ドイツ人はこういうところには細かい。特に言葉の定義となると、とてもうるさいのだ。
さすが、工業国と言ったところだ。

日本人はどちらかと言うと、言葉に曖昧。味と形状が似ていれば、どちらでもお構い無しだ。ドイツ生パスタ の方がイメージ的に判りやすいのでつけた名前なのだろうが、ドイツ人が聞いたら怒りそうだ。
反面、日本は時間には厳しい。ドイツは時間にはいたってルーズだ。電車ですら時間どうりに来たためしが無いという。
これがお国柄というヤツなのだろう。





平日のヒルズは、驚くぐらい空いている。オープン当初の混雑は何処へ行ってしまったのだろう。昼時だというのに、のんびり出来る。
最高の癒しの空間になっている。

さて、日本初の ドイツ生パスタ屋 ドイチェドイチェのランチ だが、メインをオーダーして、後はブッフェスタイルで色々なドイツ料理を楽しめて 1500円 だ。





ジャーマンポテト や ザワークラウト 簡単なソーセージ類 や 玉子料理。





サラダ や パン に、ドイツケーキ 等もある。
サイドディシュとしては、充分だろう。





一皿目は、ジャーマンポテト と ザワークラウド。ソーセージを頂いた。
微妙にカレーの風味付けがされたザワークラウト。漬物でも古漬けが好きなので、もう少し酸味が強いほうが好きなのだが、普通の人にはこちらの味の方がウケルのかもしれない。
ソーセージは、ドイツ・ヴィルケ社のソーセージを使っている。これは、実に美味しい。





2皿目は、ドイツの塩ケーキ と クリームグラタン。ドイツ風田舎玉子焼き と ハム。
塩ケーキ と言うとフレンチかと思っていたのだが、ドイツにもあったんだ。隣の国同士なので文化の交流もあるのだろう。

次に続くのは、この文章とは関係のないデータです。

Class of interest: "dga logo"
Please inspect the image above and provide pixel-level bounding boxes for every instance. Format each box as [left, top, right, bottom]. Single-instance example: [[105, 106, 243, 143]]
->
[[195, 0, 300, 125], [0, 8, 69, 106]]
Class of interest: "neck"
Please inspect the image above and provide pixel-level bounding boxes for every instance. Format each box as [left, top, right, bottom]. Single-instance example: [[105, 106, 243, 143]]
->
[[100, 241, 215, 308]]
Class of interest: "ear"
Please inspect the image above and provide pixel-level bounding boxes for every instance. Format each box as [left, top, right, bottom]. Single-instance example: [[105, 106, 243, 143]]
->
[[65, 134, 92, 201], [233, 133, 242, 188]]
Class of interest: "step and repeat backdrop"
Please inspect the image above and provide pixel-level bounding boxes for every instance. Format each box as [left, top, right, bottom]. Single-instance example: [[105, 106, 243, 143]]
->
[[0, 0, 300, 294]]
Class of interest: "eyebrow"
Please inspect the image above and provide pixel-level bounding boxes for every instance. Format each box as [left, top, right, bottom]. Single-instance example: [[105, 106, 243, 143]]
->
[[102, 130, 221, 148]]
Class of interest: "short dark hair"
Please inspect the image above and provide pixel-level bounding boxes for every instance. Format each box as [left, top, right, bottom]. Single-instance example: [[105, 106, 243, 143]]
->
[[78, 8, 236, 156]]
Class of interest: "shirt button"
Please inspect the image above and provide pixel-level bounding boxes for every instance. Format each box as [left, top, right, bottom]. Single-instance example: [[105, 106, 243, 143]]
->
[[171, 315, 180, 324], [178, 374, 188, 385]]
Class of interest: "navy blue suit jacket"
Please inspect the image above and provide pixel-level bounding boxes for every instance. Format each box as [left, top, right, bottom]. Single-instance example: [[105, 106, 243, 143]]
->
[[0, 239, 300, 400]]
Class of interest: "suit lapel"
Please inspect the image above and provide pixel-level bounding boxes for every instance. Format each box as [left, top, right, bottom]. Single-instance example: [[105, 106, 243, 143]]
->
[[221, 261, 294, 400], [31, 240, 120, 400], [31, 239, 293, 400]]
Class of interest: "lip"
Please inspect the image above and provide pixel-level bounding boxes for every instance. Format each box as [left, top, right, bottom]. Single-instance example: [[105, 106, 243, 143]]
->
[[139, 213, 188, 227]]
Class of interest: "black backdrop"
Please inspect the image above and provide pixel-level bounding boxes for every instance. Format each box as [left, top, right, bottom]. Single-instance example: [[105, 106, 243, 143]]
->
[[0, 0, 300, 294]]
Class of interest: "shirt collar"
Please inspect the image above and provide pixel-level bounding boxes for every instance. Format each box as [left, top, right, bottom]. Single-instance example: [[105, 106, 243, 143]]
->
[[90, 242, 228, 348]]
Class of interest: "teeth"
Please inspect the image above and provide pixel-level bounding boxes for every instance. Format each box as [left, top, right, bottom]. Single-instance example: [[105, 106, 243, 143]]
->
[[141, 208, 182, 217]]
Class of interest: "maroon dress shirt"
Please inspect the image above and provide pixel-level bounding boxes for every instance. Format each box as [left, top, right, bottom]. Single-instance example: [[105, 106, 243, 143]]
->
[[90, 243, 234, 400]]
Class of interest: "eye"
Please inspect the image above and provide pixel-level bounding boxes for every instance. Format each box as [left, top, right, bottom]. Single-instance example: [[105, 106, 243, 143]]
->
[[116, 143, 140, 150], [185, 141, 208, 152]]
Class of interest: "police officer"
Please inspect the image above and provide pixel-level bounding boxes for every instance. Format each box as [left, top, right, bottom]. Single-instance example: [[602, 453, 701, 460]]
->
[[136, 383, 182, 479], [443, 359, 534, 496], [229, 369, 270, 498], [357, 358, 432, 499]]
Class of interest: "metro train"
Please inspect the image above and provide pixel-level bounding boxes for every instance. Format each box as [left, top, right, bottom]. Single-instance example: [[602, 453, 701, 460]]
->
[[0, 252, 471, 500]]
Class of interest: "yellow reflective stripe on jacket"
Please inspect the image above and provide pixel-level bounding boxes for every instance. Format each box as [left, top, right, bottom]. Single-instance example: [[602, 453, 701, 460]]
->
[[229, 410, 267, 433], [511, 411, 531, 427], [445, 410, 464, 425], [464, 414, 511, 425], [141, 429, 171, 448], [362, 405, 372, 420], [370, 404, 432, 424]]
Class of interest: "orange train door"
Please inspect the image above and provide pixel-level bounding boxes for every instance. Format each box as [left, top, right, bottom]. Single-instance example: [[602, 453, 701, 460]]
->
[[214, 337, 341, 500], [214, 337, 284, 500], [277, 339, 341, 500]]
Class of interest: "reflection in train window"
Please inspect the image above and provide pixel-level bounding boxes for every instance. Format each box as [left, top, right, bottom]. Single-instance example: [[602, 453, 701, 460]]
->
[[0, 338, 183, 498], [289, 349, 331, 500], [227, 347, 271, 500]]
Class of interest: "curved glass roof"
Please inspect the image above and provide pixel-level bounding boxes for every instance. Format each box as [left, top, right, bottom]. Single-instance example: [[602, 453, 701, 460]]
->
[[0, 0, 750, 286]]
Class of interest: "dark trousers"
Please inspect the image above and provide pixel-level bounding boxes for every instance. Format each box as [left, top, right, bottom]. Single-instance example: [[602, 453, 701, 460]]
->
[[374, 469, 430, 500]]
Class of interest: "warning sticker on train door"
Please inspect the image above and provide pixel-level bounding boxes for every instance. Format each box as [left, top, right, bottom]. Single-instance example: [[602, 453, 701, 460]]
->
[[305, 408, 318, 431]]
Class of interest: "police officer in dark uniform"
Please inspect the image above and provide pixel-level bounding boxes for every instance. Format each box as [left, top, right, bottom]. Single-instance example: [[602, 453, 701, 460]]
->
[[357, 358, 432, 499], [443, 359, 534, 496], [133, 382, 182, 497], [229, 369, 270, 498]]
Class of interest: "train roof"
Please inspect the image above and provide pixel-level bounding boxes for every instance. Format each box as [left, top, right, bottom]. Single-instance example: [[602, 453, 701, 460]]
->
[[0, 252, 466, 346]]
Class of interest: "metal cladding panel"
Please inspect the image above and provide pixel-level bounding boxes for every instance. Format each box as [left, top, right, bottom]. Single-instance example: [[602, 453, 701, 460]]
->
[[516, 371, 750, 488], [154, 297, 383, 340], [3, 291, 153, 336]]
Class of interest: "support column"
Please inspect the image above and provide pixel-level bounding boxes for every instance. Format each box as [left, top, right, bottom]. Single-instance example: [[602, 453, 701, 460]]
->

ちなみに、塩ケーキ というのは、フランスでは ケーク・サレ と言われていて、ポピュラーな家庭料理だ。フルーツケーキの甘さを塩味にして、フルーツを野菜に替えたケーキだと思っていれば間違いない。





これが、噂のドイツパスタ シュベッツレ だ。

メインは シュベッツレ か ソーセージ のどちらかが選べる。供に3種類ほどのメニューが用意されている。

今回は初訪問なので、エビとからすみのシュベッツレ にした。





基本の味は、アーリオ オーリオ。ルッコラが味のアクセントになり中々美味しいい。
からすみが お皿の淵にちりばめてあるので、もったいない感ああるが中にも沢山まぶしてある。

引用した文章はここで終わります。